Ce « droit à la lenteur », qui peut faire sourire, n’a rien d’anecdotique et constitue une profonde question pour notre société. À l’heure où l’intelligence artificielle nous fait gagner du temps, n’est-ce pas le moment d’interroger ce à quoi on accorde du temps, et donc ce à quoi on accorde de la valeur  ?

La diversité, stimulus intellectuel

De fait, la différence de l’autre pourrait bien jouer un rôle salutaire. Une étude de l’université américaine Yale a montré qu’être en désaccord avec quelqu’un au cours d’une conversation mobilise davantage de ressources cérébrales que quand les deux interlocuteurs sont sur la même longueur d’onde.

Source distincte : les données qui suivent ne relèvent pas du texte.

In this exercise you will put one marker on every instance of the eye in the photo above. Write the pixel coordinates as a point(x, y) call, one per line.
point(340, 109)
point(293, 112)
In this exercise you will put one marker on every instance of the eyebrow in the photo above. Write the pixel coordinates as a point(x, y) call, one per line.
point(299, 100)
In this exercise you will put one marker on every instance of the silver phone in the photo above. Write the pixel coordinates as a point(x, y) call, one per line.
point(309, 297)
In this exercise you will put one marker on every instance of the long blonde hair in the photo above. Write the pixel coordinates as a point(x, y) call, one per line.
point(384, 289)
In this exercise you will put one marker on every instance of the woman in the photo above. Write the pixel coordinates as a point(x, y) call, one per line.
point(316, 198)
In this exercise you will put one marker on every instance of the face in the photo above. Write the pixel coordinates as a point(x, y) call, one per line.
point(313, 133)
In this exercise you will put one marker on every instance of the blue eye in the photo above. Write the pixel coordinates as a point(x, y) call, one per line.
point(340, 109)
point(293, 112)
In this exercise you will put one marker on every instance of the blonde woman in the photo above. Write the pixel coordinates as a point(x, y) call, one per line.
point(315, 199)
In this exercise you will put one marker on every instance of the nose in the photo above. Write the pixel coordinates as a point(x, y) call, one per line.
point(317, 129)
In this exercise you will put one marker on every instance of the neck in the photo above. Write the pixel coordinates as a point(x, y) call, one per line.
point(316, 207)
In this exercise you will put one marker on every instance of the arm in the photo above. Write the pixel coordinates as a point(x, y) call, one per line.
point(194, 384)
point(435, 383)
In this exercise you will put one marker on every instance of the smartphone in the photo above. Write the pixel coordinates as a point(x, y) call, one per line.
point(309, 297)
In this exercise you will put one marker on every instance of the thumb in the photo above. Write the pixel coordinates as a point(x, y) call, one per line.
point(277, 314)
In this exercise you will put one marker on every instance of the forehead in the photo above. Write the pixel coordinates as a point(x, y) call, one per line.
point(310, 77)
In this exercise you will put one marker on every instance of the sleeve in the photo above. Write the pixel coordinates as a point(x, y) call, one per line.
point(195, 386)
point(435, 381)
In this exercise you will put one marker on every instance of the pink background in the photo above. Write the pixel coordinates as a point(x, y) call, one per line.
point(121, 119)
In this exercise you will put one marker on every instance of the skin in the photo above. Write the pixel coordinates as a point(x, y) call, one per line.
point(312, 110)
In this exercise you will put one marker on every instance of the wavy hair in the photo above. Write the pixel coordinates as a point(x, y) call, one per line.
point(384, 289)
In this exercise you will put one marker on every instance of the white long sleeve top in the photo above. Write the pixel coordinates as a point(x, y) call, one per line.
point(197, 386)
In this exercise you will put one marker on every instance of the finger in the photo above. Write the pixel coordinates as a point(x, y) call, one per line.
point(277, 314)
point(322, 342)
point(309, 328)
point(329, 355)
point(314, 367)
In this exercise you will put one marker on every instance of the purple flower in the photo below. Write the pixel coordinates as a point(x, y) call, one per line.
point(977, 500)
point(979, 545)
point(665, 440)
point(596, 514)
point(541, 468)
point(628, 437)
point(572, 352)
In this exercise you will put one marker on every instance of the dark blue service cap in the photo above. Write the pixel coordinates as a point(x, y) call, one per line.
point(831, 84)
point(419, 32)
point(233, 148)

Selon ces travaux, nos cerveaux se comportent dans la discorde « comme un orchestre symphonique jouant des musiques différentes ».

En cas de contradiction, nous engageons de nombreuses ressources émotionnelles et cognitives. Qu’est-ce que cela signifie  ? La contradiction, le désaccord, le grain de sable sont de merveilleux stimulants pour notre cerveau. Vivre avec des personnes différentes de soi rendrait donc plus intelligent  !

Cependant, reconnaître la différence et sa richesse est une chose  ; l’instrumentaliser pour justifier tous les identitarismes et tous les communautarismes – les facettes d’une même médaille – en est une autre. Pour reprendre les mots de Stefan Zweig dans  Le Monde de demain  : « Ce n’est pas l’orgueil du particularisme, mais le plaisir de partager ce qui est commun qui rend possible la vraie démocratie. » Si l’universel a déçu, faute d’être véritablement universel, il est de notre devoir collectif de le réinventer pour le sauver.